Ipsos MORI, in partnership with the Education Policy Institute, carried out qualitative interviews with schools and responsible bodies on behalf of the Department for Education. The aim of this study was to understand funding decisions related to maintaining school buildings in England.
Key headline findings include:
- Schools commonly defined building maintenance as the small-scale works carried out as part of the day-to-day running of the school to ensure that pupils have a safe environment in which to learn.
- Health and safety was the primary maintenance concern across all schools but the quality of the learning environment and the cosmetic appearance were also considered.
- Schools did not necessarily have a plan or strategy in place for building maintenance, reflecting that it was often difficult as there was a need to meet immediate issues.
- The ease with which schools accessed capital funding for more significant investment varied by the type of school. Some local authority maintained schools in the sample reported being unable to access funds unless they were able to contribute themselves (with many being unable to from existing reserves). Academies were generally aware of the funding streams available to them, but some still faced challenges in navigating the process.
- There were examples of expenditure on capital projects leading to savings on revenue including the replacement of faulty equipment to save ongoing repair costs and the installation of new windows to reduce energy bills. In general, however, schools did not view their expenditure as being a trade-off between revenue and capital (i.e. one leading to savings on the other).

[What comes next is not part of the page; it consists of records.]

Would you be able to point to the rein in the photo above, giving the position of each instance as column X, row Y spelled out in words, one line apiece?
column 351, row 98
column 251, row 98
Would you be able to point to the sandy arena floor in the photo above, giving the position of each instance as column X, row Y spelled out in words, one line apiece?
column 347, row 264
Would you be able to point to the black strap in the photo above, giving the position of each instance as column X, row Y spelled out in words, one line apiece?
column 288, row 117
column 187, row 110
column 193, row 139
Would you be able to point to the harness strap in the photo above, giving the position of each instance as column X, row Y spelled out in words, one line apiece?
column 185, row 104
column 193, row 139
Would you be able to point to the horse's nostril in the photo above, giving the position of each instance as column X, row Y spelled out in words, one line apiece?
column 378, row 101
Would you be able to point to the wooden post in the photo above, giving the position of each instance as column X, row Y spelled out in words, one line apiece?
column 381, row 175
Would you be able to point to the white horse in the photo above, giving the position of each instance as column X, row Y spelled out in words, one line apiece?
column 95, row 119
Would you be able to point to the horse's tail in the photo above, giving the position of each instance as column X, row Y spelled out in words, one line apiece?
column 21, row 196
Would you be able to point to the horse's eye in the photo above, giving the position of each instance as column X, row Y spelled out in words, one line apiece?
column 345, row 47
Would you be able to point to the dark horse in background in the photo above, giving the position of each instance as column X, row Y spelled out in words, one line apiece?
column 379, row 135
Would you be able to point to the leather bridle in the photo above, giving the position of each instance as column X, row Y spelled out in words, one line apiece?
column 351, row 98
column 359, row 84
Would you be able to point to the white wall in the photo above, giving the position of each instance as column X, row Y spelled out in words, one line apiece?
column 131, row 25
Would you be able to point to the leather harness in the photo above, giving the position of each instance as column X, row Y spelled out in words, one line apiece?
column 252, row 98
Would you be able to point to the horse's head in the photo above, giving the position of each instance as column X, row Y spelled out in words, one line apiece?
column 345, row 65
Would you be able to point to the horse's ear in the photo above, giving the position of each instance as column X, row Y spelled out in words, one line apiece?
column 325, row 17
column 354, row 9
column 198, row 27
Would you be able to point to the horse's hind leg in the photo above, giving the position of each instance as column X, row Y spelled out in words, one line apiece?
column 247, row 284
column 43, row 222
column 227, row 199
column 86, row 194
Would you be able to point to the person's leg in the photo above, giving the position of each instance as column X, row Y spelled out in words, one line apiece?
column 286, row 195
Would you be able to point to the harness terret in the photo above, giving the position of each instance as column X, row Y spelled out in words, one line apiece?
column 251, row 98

- Overall, schools felt that the overall level of funding available meant making a choice between meeting immediate needs and investing to make future savings – schools tended to prioritise the former.

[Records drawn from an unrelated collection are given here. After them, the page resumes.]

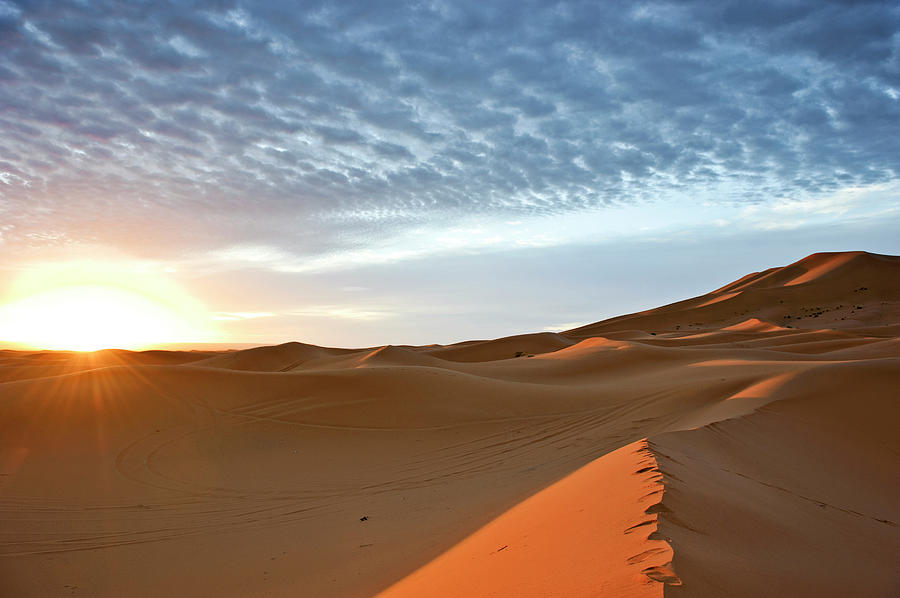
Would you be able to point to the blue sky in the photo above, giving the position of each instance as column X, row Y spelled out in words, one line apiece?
column 364, row 173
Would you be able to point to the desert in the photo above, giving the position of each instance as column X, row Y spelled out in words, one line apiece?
column 740, row 443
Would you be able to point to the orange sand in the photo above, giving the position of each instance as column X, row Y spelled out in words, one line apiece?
column 742, row 443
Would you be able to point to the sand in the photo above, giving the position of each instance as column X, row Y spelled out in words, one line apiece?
column 741, row 443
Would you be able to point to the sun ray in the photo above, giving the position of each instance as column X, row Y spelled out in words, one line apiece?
column 100, row 308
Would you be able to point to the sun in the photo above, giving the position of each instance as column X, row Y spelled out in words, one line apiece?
column 96, row 308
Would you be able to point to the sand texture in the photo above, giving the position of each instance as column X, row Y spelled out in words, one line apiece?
column 741, row 443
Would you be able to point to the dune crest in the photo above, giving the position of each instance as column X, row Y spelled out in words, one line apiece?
column 741, row 443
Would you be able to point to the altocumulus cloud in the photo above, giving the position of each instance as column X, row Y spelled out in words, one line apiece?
column 308, row 125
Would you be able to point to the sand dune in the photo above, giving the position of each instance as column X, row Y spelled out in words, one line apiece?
column 712, row 447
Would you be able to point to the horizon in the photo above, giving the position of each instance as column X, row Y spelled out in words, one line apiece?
column 241, row 173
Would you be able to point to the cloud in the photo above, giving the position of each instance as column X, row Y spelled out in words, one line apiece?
column 171, row 127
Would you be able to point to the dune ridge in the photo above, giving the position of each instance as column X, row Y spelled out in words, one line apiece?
column 712, row 447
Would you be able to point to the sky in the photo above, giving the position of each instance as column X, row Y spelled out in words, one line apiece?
column 360, row 173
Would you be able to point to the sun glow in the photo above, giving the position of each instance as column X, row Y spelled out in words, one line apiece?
column 88, row 308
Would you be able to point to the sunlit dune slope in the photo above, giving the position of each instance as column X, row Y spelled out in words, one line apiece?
column 833, row 290
column 712, row 447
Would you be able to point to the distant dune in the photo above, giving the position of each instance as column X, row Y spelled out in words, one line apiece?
column 744, row 443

- Overall, 40 in-depth telephone interviews were carried out: 29 with schools, and 11 with responsible bodies.
- The sample of schools encompassed a cross-section of primary, secondary and special schools by age of buildings, financial position (revenue and capital), and condition of the school estate.
- Data for schools was collected from individuals who played a key role in the school’s financial decision-making, including headteachers, business managers, and financial officers.
- Data for responsible bodies was collected from individuals with significant responsibility for capital funding allocations, and their role varied depending on the type of responsible body they were situated in. This research reflects findings from two dioceses (associated with voluntary-aided schools), four local authorities (who were responsible for local authority maintained schools), and five academy trusts (who were responsible for the academy schools that formed their trust).
- Fieldwork was conducted by Ipsos MORI researchers between October and December 2018.
- This is a small-scale qualitative study which, by its nature, is not designed to be statistically representative.